🤖 AI Summary
This work addresses the inefficiency of high-dimensional generative flow models, which require modeling full-dimensional noise even when data exhibit low-rank structure. The authors propose AsymFlow, a novel approach that employs rank-asymmetric velocity parameterization to predict noise exclusively within a low-rank subspace while preserving full-dimensional data prediction and analytically reconstructing the complete velocity field. This enables, for the first time, efficient fine-tuning of pre-trained latent flow models into pixel space by aligning the low-rank pixel subspace with the latent space—retaining high-level semantics while optimizing only low-level details. Evaluated on ImageNet 256×256, AsymFlow achieves a state-of-the-art FID of 1.57, significantly outperforming DiT- and JiT-based diffusion models. Furthermore, fine-tuning FLUX.2 klein 9B with this method establishes new records in pixel-level text-to-image generation on HPSv3, DPG-Bench, and GenEval, markedly enhancing visual realism.
📝 Abstract
Flow-based generation in high-dimensional spaces is difficult because velocity prediction requires modeling high-dimensional noise, even when data has strong low-rank structure. We present Asymmetric Flow Modeling (AsymFlow), a rank-asymmetric velocity parameterization that restricts noise prediction to a low-rank subspace while keeping data prediction full-dimensional. From this asymmetric prediction, AsymFlow analytically recovers the full-dimensional velocity without changing the network architecture or training/sampling procedures. On ImageNet 256$\times$256, AsymFlow achieves a leading 1.57 FID, outperforming prior DiT/JiT-like pixel diffusion models by a large margin.

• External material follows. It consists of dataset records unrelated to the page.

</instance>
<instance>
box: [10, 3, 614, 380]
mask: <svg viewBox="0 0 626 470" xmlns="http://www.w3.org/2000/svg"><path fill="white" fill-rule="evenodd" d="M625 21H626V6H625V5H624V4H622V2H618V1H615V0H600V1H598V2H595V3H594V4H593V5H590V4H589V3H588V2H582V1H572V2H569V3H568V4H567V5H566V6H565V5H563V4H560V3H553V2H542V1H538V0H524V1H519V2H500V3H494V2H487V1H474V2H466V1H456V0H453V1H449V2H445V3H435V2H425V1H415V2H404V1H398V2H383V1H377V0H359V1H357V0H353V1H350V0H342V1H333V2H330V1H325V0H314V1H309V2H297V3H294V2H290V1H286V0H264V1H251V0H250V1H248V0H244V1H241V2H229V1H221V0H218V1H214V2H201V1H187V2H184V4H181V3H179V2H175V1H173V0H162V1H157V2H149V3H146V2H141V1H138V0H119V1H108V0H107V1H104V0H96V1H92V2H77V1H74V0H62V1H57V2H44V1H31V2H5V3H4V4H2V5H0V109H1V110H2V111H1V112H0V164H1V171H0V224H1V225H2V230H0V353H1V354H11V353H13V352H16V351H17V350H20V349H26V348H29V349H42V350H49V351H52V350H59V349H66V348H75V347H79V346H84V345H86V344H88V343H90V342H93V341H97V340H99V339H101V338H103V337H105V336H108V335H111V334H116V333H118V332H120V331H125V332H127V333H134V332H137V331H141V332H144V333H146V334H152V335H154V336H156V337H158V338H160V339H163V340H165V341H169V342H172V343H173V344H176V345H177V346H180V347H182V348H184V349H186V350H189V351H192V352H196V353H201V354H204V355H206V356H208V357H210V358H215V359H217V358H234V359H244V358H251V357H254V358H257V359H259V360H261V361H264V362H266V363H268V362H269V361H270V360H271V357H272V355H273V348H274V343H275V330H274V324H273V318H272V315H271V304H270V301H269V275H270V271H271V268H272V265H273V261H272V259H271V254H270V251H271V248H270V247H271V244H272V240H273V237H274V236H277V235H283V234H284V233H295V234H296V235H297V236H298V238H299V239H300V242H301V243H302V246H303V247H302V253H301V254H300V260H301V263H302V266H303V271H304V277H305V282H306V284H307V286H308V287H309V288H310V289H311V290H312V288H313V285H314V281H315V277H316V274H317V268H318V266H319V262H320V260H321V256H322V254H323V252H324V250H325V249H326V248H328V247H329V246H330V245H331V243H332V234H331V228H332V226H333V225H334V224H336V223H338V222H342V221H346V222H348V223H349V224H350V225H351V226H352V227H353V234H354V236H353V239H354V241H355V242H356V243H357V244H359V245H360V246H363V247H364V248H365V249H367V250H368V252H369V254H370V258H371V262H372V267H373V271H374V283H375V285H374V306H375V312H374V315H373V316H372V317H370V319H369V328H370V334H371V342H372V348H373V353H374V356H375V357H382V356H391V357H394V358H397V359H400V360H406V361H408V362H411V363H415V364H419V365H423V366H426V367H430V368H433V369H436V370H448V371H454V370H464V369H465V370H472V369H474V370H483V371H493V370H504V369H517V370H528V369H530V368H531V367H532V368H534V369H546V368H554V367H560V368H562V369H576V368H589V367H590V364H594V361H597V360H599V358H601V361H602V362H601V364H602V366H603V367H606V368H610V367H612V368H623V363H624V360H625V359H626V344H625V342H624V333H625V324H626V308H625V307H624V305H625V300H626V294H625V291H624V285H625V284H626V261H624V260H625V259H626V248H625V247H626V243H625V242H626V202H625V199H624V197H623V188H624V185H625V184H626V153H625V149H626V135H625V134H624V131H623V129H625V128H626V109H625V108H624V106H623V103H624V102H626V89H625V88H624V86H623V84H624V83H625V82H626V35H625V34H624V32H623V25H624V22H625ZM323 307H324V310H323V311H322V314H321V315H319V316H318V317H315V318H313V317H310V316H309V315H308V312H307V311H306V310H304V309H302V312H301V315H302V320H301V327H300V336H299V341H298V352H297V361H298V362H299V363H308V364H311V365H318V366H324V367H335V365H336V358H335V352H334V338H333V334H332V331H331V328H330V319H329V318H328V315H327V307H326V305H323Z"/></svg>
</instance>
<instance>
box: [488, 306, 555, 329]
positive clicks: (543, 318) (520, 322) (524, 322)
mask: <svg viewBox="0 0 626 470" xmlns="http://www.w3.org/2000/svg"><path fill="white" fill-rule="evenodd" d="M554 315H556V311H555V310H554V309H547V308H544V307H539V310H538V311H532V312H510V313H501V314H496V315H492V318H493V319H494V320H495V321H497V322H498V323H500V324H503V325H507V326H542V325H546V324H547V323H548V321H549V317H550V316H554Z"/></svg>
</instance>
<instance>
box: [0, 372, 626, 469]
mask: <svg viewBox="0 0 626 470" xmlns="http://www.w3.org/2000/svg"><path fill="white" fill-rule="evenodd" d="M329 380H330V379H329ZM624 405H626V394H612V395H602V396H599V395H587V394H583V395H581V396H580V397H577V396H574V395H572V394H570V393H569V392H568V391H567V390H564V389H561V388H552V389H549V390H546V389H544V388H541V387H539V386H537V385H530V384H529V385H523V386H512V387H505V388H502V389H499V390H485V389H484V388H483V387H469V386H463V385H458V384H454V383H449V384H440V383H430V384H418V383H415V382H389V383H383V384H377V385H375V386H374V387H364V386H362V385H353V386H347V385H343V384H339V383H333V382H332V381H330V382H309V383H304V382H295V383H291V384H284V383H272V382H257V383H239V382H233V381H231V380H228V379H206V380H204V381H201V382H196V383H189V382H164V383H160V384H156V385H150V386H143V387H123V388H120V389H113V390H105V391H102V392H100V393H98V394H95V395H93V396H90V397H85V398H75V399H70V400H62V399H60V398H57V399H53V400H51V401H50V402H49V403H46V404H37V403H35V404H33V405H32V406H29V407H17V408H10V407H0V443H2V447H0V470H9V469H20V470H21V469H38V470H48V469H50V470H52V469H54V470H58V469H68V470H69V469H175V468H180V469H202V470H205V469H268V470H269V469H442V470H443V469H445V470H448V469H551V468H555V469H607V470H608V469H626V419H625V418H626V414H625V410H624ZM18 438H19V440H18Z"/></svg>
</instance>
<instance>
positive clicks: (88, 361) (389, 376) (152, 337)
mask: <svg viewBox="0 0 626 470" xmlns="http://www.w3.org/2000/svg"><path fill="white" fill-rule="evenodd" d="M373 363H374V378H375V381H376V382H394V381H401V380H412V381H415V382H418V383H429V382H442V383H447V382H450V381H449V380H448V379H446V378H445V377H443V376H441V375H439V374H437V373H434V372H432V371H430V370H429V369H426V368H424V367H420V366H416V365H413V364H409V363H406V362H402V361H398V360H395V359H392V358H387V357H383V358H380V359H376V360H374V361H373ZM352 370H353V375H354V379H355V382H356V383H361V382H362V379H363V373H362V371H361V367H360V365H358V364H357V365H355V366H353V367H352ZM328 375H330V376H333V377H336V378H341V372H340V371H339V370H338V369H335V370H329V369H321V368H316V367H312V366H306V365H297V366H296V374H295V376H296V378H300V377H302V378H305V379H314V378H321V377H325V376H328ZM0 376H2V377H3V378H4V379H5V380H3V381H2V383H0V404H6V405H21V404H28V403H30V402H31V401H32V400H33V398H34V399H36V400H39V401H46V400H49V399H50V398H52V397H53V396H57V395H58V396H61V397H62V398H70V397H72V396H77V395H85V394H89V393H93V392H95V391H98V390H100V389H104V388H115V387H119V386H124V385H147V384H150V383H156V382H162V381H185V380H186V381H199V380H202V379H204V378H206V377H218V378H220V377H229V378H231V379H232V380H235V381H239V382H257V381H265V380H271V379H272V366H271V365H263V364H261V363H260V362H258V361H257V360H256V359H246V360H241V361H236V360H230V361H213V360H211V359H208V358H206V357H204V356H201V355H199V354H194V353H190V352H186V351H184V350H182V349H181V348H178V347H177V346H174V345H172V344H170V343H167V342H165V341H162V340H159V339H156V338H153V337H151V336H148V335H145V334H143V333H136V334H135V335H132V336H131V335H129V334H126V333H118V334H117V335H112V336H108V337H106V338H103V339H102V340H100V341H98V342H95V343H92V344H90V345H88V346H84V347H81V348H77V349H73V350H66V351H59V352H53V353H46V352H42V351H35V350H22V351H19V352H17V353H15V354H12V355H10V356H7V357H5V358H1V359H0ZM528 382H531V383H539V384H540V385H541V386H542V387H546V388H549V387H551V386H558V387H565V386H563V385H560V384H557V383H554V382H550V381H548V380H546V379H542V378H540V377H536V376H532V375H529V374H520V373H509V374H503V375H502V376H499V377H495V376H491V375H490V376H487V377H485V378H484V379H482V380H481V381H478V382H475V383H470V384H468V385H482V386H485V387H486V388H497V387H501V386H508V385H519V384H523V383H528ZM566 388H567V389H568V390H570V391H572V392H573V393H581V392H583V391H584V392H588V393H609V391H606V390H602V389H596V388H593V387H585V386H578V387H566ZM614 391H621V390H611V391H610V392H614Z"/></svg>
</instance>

AsymFlow also provides the first-ever route for finetuning pretrained latent flow models into pixel-space models: aligning the low-rank pixel subspace to the latent space gives a seamless initialization that preserves the latent model's high-level semantics and structure, so finetuning mainly improves low-level mismatches rather than relearning pixel generation. We show that the pixel AsymFlow model finetuned from FLUX.2 klein 9B establishes a new state of the art for pixel-space text-to-image generation, beating its latent base on HPSv3, DPG-Bench, and GenEval while qualitatively showing substantially improved visual realism.